TEMPO.CO, Jakarta - Badan Pusat Statistik (BPS) mengatakan 89 persen sumber air minum rumah tangga di Yogyakarta terkontaminasi bakteri Escherichia coli atau E. coli. Padahal Yogyakarta tercatat sebagai provinsi dengan akses air minum dan sanitasi layak melebihi standar nasional.
"Sementara 67,1 persen air siap minum terkontaminasi bakteri. Ini pertama kali," ujar Gantjang Amanullah, Direktur Statistik Kesejahteraan Masyarakat BPS, dalam acara sosialisasi hasil survei kualitas air 2015 di Jakarta, Selasa, 22 November 2016.

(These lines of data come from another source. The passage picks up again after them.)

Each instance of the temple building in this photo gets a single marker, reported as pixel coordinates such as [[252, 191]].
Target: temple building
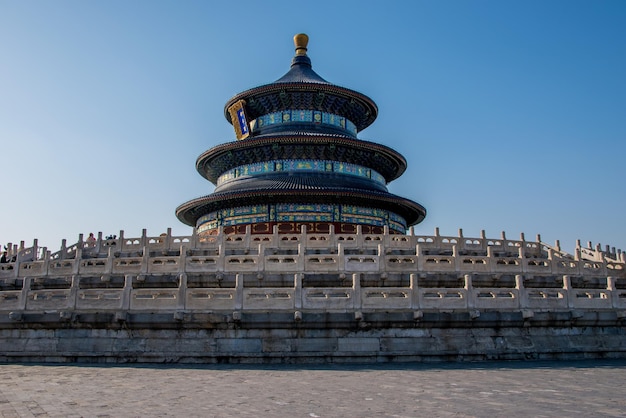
[[297, 162]]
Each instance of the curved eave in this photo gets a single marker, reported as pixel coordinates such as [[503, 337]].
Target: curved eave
[[189, 212], [206, 167], [276, 88]]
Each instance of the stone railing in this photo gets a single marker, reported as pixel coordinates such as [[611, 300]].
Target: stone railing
[[311, 272]]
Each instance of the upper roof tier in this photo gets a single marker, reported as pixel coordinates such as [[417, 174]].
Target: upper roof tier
[[301, 88]]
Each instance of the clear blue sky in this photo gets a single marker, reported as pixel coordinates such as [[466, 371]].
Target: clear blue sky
[[511, 114]]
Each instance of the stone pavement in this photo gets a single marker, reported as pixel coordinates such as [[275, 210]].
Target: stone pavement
[[515, 389]]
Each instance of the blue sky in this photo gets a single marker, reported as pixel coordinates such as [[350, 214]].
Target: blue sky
[[511, 114]]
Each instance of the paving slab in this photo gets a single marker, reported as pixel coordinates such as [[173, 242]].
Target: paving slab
[[496, 389]]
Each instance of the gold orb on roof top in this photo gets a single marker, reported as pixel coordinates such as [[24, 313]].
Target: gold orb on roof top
[[301, 40]]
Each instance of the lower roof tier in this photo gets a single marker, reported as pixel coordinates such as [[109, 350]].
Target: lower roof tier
[[222, 158], [410, 212], [289, 217]]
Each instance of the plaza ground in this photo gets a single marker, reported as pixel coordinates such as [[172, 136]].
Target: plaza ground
[[512, 389]]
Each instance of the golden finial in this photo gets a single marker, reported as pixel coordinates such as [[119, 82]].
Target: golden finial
[[301, 40]]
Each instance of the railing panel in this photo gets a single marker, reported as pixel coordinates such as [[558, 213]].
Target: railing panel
[[10, 299], [328, 298], [52, 299], [32, 268], [127, 265], [282, 263], [591, 299], [268, 298], [99, 299], [386, 298], [321, 262], [442, 298], [546, 299], [210, 299], [163, 264], [200, 264], [496, 298], [153, 299], [367, 263], [93, 266]]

Sebelumnya, BPS, Badan Perencanaan Pembangunan Nasional (Bappenas), dan Kementerian Kesehatan telah melakukan survei kualitas air (SKA) 2015 di 940 rumah tangga di seluruh kabupaten dan kota di Provinsi Yogyakarta. "Disimpulkan bahwa proporsi perkiraan rumah tangga dengan akses air minum aman hanya 8,5 persen dan sanitasi memadai baru 45,5 persen," kata Gantjang.
Gantjang menjelaskan, Yogyakarta tercatat sebagai provinsi dengan akses air minum dan sanitasi layak yang melebihi standar nasional. "Akses terhadap air minum layak di Yogyakarta mencapai 81 persen, sementara rata-rata nasional hanya 71 persen. Akses sanitasi layak mencapai 86,3 persen, sementara akses nasional hanya 62,1 persen," kata Gantjang.
Kepala Bappenas Bambang Brodjonegoro menjelaskan, peningkatan akses air minum layak merupakan amanat dari Millenium Development Goals (MDGs) atau Tujuan Pembangunan Milenium. "Sementara peningkatan akses air minum aman merupakan amanat Suistainable Development Goals (SDGs) atau Tujuan Pembangunan Berkelanjutan," tuturnya.
Namun, dari hasil SKA 2015 ini, ungkap Bambang, proporsi akses masyarakat terhadap air minum air layak memang sudah cukup besar, tapi tidak menjamin air minum tersebut aman dikonsumsi.
BPS dan Bappenas juga menyampaikan survei serupa akan dilaksanakan di berbagai daerah. "Saya tetap optimistis bahwa ini merupakan awal yang baik untuk mewujudkan air minum yang aman bagi masyarakat karena didukung dengan data akurat," ujar Bambang.